Twenty years ago, even staunch proponents of free and open source software like Richard Stallman questioned the social imperative for free hardware designs[1]. Academics had barely started to consider the concept; the number of papers coming out annually on the topic were less than could be counted on someone's fingers.

Not anymore!

Not only has the ethical authority of StallmanĀ embraced free hardware[2] and free hardware design, but so has the academic community. Consider the graph below, which shows the number of articles on open source hardware indexed by Google Scholar each year from 2000 to 2017.

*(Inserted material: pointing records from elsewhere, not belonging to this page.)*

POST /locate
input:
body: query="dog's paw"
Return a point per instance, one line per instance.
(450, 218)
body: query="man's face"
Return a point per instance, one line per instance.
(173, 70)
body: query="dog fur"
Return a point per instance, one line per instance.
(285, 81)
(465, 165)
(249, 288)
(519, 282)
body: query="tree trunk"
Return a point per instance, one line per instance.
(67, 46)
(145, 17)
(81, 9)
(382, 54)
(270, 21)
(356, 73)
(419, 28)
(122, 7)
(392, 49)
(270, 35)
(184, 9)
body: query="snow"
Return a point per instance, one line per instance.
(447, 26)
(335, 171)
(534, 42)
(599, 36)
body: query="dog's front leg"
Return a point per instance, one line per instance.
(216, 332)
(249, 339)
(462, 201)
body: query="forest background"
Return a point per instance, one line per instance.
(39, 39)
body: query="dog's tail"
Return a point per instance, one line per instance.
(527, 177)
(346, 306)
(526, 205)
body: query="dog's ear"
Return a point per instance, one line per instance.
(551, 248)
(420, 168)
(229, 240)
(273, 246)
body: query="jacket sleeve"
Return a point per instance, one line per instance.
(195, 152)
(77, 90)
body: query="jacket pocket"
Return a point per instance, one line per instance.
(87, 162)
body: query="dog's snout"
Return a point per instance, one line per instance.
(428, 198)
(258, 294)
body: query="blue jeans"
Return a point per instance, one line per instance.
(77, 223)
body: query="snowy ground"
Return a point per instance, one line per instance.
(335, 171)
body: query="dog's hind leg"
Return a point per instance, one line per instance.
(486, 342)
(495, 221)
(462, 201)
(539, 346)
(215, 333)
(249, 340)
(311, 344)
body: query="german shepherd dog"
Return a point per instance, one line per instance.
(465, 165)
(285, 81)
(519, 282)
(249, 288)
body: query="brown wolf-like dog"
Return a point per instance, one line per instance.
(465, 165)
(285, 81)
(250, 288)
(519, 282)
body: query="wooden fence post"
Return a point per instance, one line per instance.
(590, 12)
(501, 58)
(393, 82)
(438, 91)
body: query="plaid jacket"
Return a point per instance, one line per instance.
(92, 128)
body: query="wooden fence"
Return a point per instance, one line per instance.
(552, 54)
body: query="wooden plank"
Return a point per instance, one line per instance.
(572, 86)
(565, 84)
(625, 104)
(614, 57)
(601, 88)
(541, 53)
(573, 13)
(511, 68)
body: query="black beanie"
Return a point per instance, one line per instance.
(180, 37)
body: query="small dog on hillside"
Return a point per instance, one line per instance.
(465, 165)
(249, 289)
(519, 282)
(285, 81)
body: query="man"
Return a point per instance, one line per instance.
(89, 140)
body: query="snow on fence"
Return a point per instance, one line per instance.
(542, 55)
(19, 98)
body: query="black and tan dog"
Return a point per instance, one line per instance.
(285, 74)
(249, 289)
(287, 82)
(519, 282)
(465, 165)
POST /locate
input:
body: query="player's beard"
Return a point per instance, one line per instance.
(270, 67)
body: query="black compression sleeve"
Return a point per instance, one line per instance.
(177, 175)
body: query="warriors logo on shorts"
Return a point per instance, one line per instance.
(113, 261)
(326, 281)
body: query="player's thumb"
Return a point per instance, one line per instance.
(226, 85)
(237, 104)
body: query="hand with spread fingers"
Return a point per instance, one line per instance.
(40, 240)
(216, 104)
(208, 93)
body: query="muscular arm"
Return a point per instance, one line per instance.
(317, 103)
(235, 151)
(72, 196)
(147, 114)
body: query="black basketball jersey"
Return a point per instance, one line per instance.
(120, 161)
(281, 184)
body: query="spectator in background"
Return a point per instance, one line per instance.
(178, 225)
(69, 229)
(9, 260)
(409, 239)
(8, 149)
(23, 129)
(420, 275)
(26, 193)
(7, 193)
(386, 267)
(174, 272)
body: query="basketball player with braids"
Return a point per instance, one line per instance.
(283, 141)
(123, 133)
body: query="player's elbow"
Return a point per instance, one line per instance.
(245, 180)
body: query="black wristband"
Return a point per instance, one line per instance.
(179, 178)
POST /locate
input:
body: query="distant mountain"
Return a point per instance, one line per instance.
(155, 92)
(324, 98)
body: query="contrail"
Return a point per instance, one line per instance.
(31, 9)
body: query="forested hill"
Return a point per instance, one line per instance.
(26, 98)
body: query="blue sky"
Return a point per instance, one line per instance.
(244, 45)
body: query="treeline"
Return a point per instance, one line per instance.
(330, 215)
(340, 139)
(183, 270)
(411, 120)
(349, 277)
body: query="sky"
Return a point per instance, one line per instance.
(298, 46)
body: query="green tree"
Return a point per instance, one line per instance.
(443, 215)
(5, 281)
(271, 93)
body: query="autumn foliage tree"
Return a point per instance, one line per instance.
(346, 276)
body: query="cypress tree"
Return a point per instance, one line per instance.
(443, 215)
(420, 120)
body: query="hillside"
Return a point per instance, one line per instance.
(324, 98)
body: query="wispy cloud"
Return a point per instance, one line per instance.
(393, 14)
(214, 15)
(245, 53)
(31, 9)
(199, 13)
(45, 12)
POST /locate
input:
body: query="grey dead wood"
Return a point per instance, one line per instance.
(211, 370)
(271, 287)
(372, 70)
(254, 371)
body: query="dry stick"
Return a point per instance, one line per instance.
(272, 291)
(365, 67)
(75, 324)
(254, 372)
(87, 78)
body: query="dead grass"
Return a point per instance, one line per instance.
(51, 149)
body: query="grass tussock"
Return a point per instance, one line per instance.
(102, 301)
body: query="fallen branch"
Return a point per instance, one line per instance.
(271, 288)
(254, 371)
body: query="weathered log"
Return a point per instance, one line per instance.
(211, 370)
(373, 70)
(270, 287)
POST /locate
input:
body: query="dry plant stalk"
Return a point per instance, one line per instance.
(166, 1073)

In the last 17 years, the concept of open source hardware has erupted in ivory towers throughout the world. Now more than 1,000 articles are written on the topic every year.

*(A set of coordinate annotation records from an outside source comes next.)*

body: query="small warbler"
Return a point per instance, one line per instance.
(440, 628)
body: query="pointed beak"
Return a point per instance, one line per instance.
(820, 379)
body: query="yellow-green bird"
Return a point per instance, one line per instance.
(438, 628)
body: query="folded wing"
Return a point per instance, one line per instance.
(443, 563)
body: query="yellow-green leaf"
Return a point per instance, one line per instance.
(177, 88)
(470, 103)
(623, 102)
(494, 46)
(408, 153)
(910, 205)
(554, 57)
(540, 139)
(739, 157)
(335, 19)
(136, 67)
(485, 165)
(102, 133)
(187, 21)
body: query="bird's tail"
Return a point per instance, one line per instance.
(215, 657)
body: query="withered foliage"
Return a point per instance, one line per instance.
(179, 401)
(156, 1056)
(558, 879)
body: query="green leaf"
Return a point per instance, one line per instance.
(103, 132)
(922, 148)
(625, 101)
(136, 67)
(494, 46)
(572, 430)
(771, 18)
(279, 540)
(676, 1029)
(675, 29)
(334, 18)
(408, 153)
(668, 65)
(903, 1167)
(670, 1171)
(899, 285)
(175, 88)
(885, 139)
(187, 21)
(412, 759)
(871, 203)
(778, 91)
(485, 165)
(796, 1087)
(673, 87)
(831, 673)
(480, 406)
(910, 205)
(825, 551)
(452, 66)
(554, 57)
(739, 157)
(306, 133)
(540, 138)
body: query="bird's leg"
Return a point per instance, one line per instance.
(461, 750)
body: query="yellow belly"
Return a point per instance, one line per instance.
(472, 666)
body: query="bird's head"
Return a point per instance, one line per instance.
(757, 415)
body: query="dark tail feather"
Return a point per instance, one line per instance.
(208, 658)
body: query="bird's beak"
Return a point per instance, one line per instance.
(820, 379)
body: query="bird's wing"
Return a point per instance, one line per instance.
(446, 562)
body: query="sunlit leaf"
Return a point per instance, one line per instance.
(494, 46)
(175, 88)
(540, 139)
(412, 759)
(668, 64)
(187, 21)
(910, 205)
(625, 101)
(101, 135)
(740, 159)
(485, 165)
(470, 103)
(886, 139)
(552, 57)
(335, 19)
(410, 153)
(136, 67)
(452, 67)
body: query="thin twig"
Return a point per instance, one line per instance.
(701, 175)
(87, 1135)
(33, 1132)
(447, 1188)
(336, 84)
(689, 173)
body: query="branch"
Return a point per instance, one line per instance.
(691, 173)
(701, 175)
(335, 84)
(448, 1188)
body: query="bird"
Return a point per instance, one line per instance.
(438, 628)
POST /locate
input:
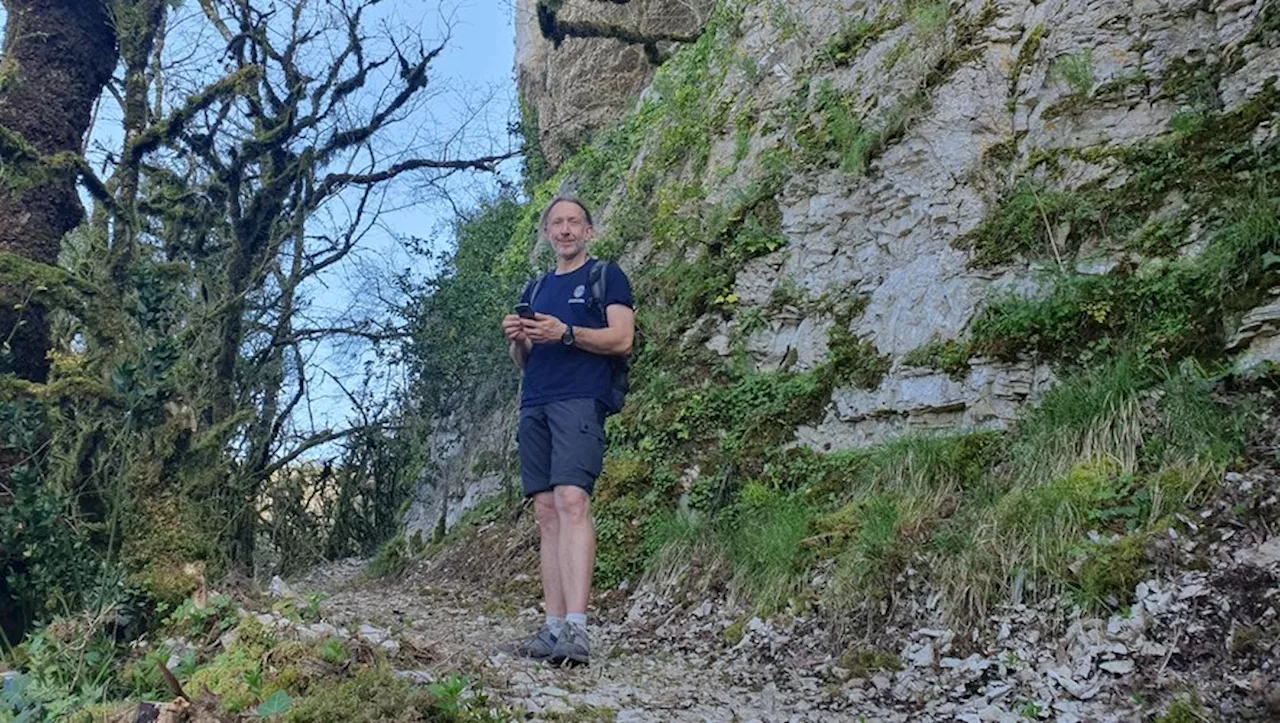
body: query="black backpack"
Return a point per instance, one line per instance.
(620, 379)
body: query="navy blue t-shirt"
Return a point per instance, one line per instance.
(554, 371)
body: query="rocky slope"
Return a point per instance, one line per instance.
(874, 186)
(1196, 645)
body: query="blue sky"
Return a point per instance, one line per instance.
(478, 63)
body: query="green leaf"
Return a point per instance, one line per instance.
(277, 704)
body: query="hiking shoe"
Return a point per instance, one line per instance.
(538, 646)
(572, 648)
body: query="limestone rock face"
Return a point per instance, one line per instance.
(586, 79)
(959, 105)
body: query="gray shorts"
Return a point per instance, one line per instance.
(561, 443)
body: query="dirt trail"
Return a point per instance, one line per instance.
(1201, 639)
(455, 627)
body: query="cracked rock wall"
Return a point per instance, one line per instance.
(585, 83)
(986, 82)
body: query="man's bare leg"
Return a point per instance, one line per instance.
(576, 547)
(548, 527)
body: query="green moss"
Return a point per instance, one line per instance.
(854, 37)
(622, 476)
(228, 677)
(865, 662)
(1110, 572)
(950, 356)
(373, 694)
(851, 361)
(1188, 710)
(1027, 55)
(1075, 71)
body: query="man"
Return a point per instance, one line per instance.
(565, 355)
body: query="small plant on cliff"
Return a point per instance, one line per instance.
(1075, 71)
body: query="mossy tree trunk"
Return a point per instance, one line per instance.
(58, 56)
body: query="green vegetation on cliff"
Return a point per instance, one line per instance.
(703, 472)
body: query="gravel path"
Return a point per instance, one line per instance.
(1203, 635)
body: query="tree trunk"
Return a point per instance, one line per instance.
(58, 55)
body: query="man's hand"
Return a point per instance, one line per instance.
(543, 329)
(512, 328)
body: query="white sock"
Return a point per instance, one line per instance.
(554, 625)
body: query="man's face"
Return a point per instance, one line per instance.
(567, 229)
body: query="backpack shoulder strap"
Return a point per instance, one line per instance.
(597, 278)
(538, 286)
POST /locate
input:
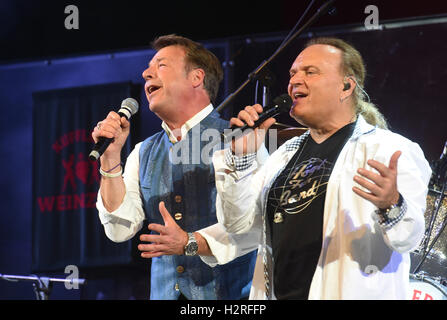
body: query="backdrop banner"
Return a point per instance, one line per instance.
(65, 225)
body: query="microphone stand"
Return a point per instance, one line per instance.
(255, 75)
(42, 285)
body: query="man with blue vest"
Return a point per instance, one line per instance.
(181, 81)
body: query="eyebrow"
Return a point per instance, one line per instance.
(307, 67)
(157, 60)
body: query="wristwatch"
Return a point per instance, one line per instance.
(393, 212)
(191, 247)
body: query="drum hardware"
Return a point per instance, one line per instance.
(424, 287)
(426, 248)
(439, 177)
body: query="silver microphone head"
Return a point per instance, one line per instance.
(129, 107)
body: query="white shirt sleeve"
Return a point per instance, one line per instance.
(123, 223)
(412, 182)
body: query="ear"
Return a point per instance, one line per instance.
(349, 85)
(197, 77)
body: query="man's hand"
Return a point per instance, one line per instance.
(170, 240)
(383, 186)
(251, 142)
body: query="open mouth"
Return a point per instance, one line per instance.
(299, 95)
(151, 89)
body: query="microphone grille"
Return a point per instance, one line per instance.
(284, 102)
(131, 104)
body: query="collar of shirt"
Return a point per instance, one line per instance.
(199, 116)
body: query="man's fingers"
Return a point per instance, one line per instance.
(374, 177)
(148, 255)
(157, 228)
(164, 213)
(152, 247)
(267, 124)
(155, 238)
(373, 188)
(366, 195)
(393, 161)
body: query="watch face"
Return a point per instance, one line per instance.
(191, 248)
(393, 213)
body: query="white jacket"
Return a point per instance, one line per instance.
(359, 259)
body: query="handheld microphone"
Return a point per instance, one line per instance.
(281, 104)
(128, 108)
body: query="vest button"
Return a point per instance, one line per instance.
(178, 216)
(180, 269)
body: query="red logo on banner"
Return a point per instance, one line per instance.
(80, 174)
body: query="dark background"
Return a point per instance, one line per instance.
(35, 29)
(407, 72)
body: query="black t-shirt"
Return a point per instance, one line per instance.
(295, 213)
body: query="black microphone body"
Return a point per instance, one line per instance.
(281, 104)
(128, 108)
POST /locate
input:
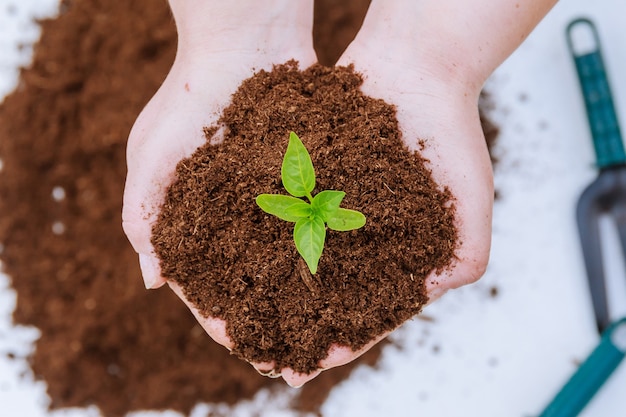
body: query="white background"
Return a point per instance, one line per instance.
(478, 355)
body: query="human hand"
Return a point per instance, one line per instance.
(430, 59)
(433, 82)
(220, 45)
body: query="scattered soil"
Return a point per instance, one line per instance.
(105, 340)
(237, 263)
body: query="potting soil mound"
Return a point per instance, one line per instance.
(240, 264)
(105, 340)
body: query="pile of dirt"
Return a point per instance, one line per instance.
(105, 340)
(239, 264)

As I previously wrote[3], Elsevier, the largest academic publisher in the world, is publishing HardwareX[4], a new open access journal to help accelerate the distribution of low-cost, high-quality open source scientific hardware. There is also the Journal of Open Source Hardware[5] published by Ubiquity Press, PLOS One[6] from the Public Library of Science, and numerous titles from MDPI such as Designs[7], all of which publish free, open access, open source hardware articles.

In addition, many conventional journals are publishing open hardware designs and analysis of open hardware projects. For example, this year more than 120 articles have already covered the open source RepRap[8] 3D printing project. Libre hardware has gone mainstream, with even the authority of the U.S. National Academy of Engineering[9] dedicating a special issue of its magazine to the topic last year.